# Mounts compete for tops in taxidermy



## Bob Kellam (Apr 8, 2004)

Mounts compete for tops in taxidermy 
Squirrels, deer and even a peacock on display at convention
By BRETT FRENCH
Of The Gazette Staff

In one room you can see a rattlesnake preparing to strike, a cougar jumping up for a flying duck and a bothered bear with a bee on its nose.

More than 300 entries, many of them life-size, are on display at the National Taxidermists Association's 35th annual convention, competition and trade show at the Holiday Inn Grand Montana Hotel and Convention Center this weekend.

"This is every hunter's dream trophy room," said Greg Crain, executive director of the association and convention chairman.

There are mounts of trophy bull elk - one complete with a waterfall - a white-tailed buck deer dusted with snow and a stunning display of three full-size mule deer bucks racing across the room. But there are also less common animals like a wolverine, marten and even squirrels. And don't expect them to be unadorned. One specimen was a peacock on a vanity looking at its reflection in a mirror.

Joel Edwards, of Hurley, N.M., is in charge of the seven judges who will decide who wins the top awards. What they look for, he said, are details such as the symmetry of the eyes and ears, the workmanship, skin alignment and overall appearance.

The judging was to take half of Thursday and most of today before the public is allowed to see the entries after 6 p.m. today. Then people can vote for their favorite mount, which will win the people's choice award. There's no charge for admission.

"It's a very impressive competition room," Edwards said. "It's one of the better quality displays, and there is a lot of assortment of pieces to judge that are really impressive."

John Janelli, assistant manager of the show and a taxidermy historian, said the industry has made more technical advances in the past 25 years than in all of the previous two centuries. Those advances have come in the form of materials used for forms and preservatives, and they have allowed taxidermists to do more creative and unusual work.

"Taxidermy has taken a complete 360-degree turn from where it came from in the 1800s," Janelli said, "and we're still changing."

The mentality behind what gets mounted has also changed over the years. Crain said it used to be the biggest and best that were preserved through taxidermy.

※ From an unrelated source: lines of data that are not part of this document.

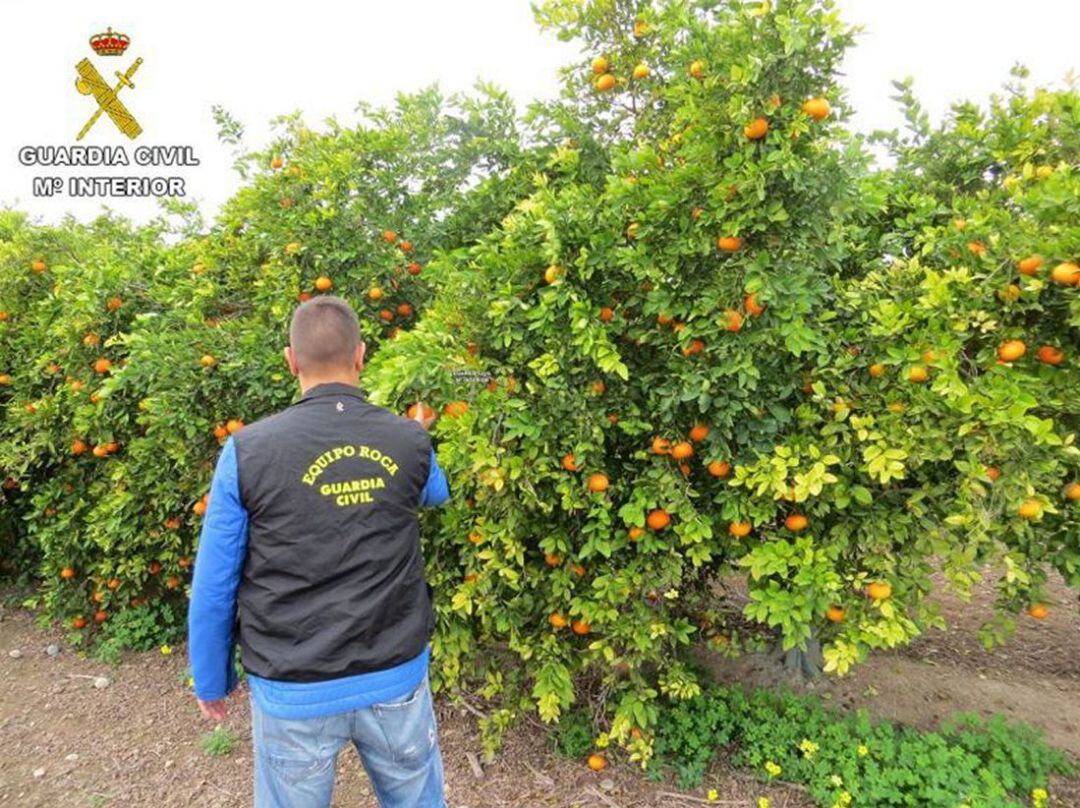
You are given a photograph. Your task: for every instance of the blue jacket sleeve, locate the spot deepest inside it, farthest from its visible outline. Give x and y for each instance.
(436, 489)
(219, 561)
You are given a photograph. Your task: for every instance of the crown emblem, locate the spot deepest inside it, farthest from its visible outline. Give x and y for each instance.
(109, 43)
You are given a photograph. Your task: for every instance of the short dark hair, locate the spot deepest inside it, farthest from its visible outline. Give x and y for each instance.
(324, 334)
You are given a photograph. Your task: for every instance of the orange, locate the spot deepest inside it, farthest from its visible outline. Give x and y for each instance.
(1030, 266)
(699, 432)
(739, 529)
(719, 469)
(426, 413)
(756, 129)
(817, 108)
(456, 409)
(682, 450)
(1029, 509)
(796, 522)
(1011, 350)
(752, 306)
(658, 520)
(1050, 354)
(918, 374)
(1067, 274)
(605, 82)
(879, 590)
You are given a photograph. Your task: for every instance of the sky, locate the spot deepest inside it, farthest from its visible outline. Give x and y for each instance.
(322, 56)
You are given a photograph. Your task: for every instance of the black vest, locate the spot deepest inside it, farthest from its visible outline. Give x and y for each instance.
(333, 583)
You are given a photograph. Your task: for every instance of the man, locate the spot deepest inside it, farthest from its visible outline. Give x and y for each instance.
(310, 560)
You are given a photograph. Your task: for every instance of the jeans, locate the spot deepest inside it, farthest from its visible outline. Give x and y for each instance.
(397, 742)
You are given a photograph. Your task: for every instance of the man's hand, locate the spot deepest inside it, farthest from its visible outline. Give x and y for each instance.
(214, 710)
(423, 415)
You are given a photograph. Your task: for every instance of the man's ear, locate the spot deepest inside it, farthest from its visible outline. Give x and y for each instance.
(291, 361)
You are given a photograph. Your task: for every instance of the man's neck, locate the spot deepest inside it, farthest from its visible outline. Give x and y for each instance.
(307, 382)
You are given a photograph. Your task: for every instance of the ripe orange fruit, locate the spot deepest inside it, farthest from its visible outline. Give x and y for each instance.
(1029, 509)
(918, 374)
(658, 520)
(817, 108)
(424, 414)
(1011, 350)
(682, 450)
(796, 522)
(1067, 274)
(739, 529)
(719, 469)
(879, 590)
(456, 409)
(1029, 266)
(756, 129)
(604, 82)
(752, 306)
(597, 482)
(1050, 354)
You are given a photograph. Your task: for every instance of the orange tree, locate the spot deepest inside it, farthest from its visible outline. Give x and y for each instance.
(130, 353)
(710, 340)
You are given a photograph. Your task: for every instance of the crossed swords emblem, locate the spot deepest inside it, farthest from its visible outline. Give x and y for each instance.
(90, 82)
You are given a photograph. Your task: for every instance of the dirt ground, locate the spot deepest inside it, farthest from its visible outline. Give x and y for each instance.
(136, 742)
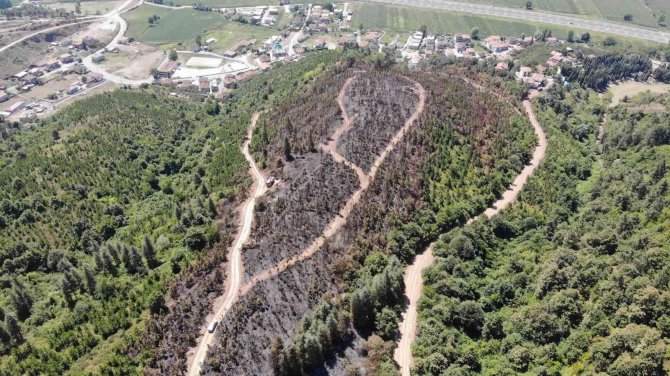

"Now, the specimen means something to someone," he said. "That's why we're seeing more natural habitats."

The "biggee" award will be for the best of show, which is voted on by all of the judges.

"That's the most prestigious award these guys and gals could win," Edwards said.

To take such an honor at this level of competition, Crain said, the winning mount will have to tell a story.

And it doesn't have to be the big, impressive full-size polar bear.

"One of the littlest mounts in here might be the best overall piece," Edwards said. "Quality overrides size."

"Typically what happens is you see a specimen that doesn't just jump out at you and you really overlook it," Crain said. "But when you pick up a score sheet and examine it, it starts looking better and better."

Edwards said many of the mounts created for the show involve hundreds of hours of taxidermy work, way beyond what they could sell the pieces for.

"It's done more for the prestige and self-satisfaction and competition," Edwards said.

As a taxidermist himself, Edwards said his goal every time he sits down is to bring the animal back to life.

"I want it to look real enough to bring back memories of the hunt," he said.

Contact Brett French at [email protected] or 657-1387.


----------



## bigpaws (Aug 1, 2006)

Bob,
Thanks for the good posting! I'm always looking for a reputable taxidermist!


----------